直しが多かったとしても気にしすぎず、締め切りは守りつつ、気楽に捉えるのがベストです(難しい)。
しかし、今回の記事を参考にしてもらえれば、直しの回数を減らせる可能性があります。
この仕事を始めた当初は月に3〜4本を通すのが精一杯だった私ですが、
以下でご紹介する内容に気をつけるようになってから、月に10〜12本ほどのネームを納品することができるようになりました。
また、回数を減らすことができなかったとしても、直しのストレスを減らせることは確実です。
先に結論を書いてしまうと「理由を説明できるようにする」なのですが、
理由?何のために?どうやって?という部分について書いていきますね。
ではさっそくプロットをネームにしていきましょう!
ポイントはこの3つです。
1:削る
皆さんは「ログライン」という言葉をご存知でしょうか?
単純に言えば、ストーリーの内容を1行にまとめたもの…ですが、あらすじとは違います。
一言で言うと、ログラインは「ストーリーの面白さが伝わる1行」です。
私はこの仕事で初めてログラインという考え方を教えていただき、どうやって見つければいいのか相当悩みました。
あらすじとログラインの違いは、各所で紹介されている模範解答を見れば納得するんですが、自分で見つけようとすると全然分からなかったのです。
正直今でも完全に理解できているとは言えません。調べれば調べるほど奥が深いと思います。
ログラインを考える際には、やっぱり「面白さが伝わる」というのが重要です。
面白さについては色々な考え方がありますが、
私は「私が面白いと思える」というのを最重要視してログラインというか、お話の見せ場を考えるようにしました。

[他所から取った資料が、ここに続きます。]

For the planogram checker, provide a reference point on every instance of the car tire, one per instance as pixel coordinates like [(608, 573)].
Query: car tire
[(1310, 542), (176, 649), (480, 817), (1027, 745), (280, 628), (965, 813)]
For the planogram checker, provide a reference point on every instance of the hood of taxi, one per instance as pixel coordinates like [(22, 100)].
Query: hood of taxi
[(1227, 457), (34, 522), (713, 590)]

たとえばデスノートのログラインなら、「名前を書かれると相手が死ぬノートを拾ってしまった不幸な少年の物語」と考えます。
この「不幸な少年」には賛否両論あると思いますが、何故こう考えたかを説明します。
デスノートとは、天才高校生である夜神月くんが、名前を書かれると死ぬノート「デスノート」を拾い、
これを使って世の悪人を裁き、新世界の神になろうと奮闘するお話です。
作中で月くんはよく笑い、自信満々に振る舞い、頭脳を活かして大活躍します。
なので月くんを「悪のカリスマ」「天才」と捉えることもできますし、月くんに敵対する警察の視点から「大量殺人鬼」と捉えることもできます。

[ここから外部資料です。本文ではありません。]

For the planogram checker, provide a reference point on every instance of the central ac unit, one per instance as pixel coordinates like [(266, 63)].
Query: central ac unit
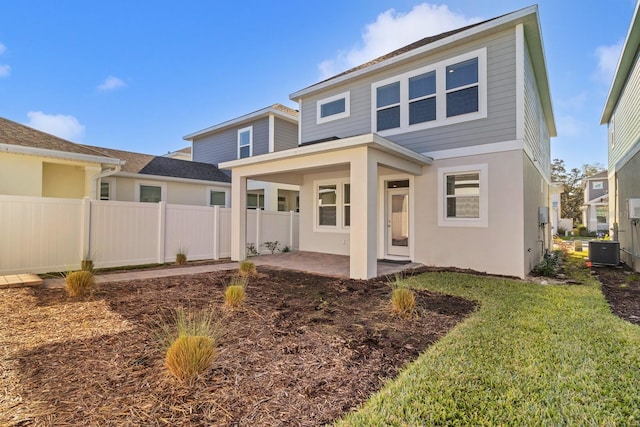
[(604, 252)]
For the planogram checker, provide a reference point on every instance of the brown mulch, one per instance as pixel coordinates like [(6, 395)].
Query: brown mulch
[(621, 288), (303, 350)]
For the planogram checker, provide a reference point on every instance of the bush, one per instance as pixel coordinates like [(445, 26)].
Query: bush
[(79, 283), (247, 268), (189, 356)]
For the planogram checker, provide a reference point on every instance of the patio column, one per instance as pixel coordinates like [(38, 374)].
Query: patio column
[(364, 215), (238, 217)]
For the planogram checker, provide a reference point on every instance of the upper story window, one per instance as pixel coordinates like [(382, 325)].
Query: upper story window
[(245, 142), (333, 108), (446, 92)]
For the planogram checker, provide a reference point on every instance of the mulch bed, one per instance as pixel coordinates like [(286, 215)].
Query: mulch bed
[(621, 288), (303, 350)]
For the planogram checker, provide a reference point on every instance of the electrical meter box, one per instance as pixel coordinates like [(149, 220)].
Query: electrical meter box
[(634, 208), (543, 215)]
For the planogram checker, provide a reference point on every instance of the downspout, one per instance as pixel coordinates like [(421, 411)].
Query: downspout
[(104, 174)]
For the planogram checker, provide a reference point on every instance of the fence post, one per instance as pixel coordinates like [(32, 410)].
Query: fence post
[(291, 230), (216, 232), (258, 228), (162, 213), (85, 233)]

私も最初の方はそういう視点で読んでいたのですが、月くんの父親である夜神総一郎が「この能力を持ってしまった人間は不幸だ」と評するシーンを見た時、ものすごい衝撃を受けました。
今まで面白おかしく見守っていた悪の天才少年は、確かに「不幸」だ!!と気づいた瞬間、まるで叙述トリックの種明かしをされたような驚きがあったんです。
慌ててそれまでのデスノートを見返すと、いままで読んでいた物語がまるで違うものに思えました。
月くんが不幸に陥っていく様子が痛々しくて、とても面白おかしく見守れるものではなくなってしまったのです。
父から不幸と評された後、月くんはリュークに向かって「僕は幸せだ」と言いますが、リュークはその発言をやんわりと否定します。これがまた痛々しいんですよね…
月くんが自分のことを幸せだと思っている事実があまりにも気の毒で、デスノートで一番泣けたのがこのシーンでした(他にも泣いたシーンはありますが)。
話が脱線しましたが、そういうわけで、私にとっての面白さは「心を動かされた部分」です。
これを基準にしているので、たとえばデスノートのログラインについて「なんでこの内容にしたんですか?」と質問されたとしたら、上記のエピソードを根拠として語ります。
この基準で決めるログラインに、正解・不正解はありません。私とは全く違う部分で心を動かされた人ならば、全く違うログラインになるでしょう。
ただ、「自分で本当に面白いと思えていること」が重要だと思います。
最初の頃ログラインを捉えにくかったのは「面白さ」を「面白いと思ってもらえそうな部分」「受けそうな部分」だと思っていたからでした。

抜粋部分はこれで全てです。